Code rules that catch installs
- Termination clearances — minimum distance from windows (typically 4 ft), doors (4 ft), gas meters (3 ft), grade (12" minimum), other vent terminations (3 ft horizontal)
- Pitch on horizontal runs — at least ¼" per foot rise toward the termination (B-vent and direct vent)
- Maximum length and elbows — each elbow reduces effective length by 5 ft. Power vent typically 60 ft equivalent; condensing PVC up to 100 ft
- Material approval — must use venting tested/approved with the water heater model. Mixing manufacturers voids warranty
- No mixing vent types — can't share a vent with a furnace if BTU ratings differ significantly. Common shared-flue mistake
- Termination cap — required to prevent rain entry and animal nesting
Common venting mistakes
- Reusing chimney for power-vent unit — chimney is too large, condensation pools and damages the venting + appliance
- Horizontal-only B-vent install — atmospheric venting won't draft horizontally
- Insufficient clearance from windows — exhaust gas re-entering the home
- Mixing PVC and CPVC in condensing installs without proper transitions
- Vent obstructed by snow or ice in winter — units shut down on safety lockout (often as Code 99 on tankless)

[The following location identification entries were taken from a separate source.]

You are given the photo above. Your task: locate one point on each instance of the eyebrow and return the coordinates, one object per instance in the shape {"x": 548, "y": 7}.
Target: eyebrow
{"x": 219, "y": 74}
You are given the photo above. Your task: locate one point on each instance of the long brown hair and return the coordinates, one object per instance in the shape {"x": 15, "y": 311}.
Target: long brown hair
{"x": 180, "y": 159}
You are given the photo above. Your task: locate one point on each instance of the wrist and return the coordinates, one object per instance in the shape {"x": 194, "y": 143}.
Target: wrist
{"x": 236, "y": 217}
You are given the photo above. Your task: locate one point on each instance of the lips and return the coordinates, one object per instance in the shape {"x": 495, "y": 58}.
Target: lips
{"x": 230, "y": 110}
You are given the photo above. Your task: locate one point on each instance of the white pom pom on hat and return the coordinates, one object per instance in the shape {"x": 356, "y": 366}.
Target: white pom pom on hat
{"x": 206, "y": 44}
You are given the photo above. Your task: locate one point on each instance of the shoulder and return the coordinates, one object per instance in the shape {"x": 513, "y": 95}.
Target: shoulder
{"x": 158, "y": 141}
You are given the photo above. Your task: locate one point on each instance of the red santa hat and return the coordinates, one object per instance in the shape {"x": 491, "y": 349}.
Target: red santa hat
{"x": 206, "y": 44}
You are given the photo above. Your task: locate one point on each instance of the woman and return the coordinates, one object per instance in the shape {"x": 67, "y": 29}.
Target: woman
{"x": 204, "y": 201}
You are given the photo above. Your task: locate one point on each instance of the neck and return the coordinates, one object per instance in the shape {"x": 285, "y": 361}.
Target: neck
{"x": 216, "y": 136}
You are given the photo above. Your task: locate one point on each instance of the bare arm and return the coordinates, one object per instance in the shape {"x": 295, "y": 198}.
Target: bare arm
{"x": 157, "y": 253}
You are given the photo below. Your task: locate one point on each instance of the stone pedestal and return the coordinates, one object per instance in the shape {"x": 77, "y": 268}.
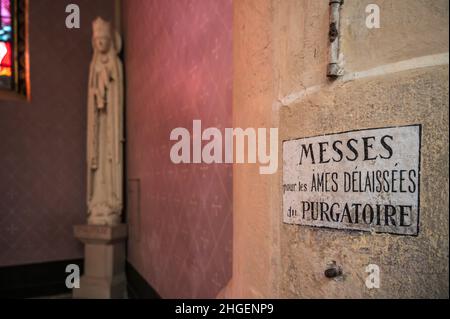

- Bird/insect nests in terminations — clean annually
- Sharing flue with new high-efficiency unit + old atmospheric appliance — never code-compliant
Switching vent type during replacement
If you're replacing a tank-to-tankless or atmospheric-to-condensing, the venting WILL change. Budget the cost:
- Atmospheric B-vent to PVC condensing: $300-700
- B-vent to power vent: $400-900
- B-vent to non-condensing tankless stainless: $600-1,400
Permits and inspection
Venting work is always permittable. The inspector verifies clearances, material approval, pitch, and termination location. Sign-off is required for warranty. See installation for the full permit discussion.
Related guides
Bottom line
Vent type is set by burner type, not by choice. Atmospheric tank → B-vent. Power vent tank → PVC sidewall. Sealed combustion tank → direct vent two-pipe. Condensing tankless → PVC. Non-condensing tankless → stainless Category III. Don't mix manufacturers, respect clearances, and pull the permit — venting errors are the most common cause of CO incidents in residential water heater installs.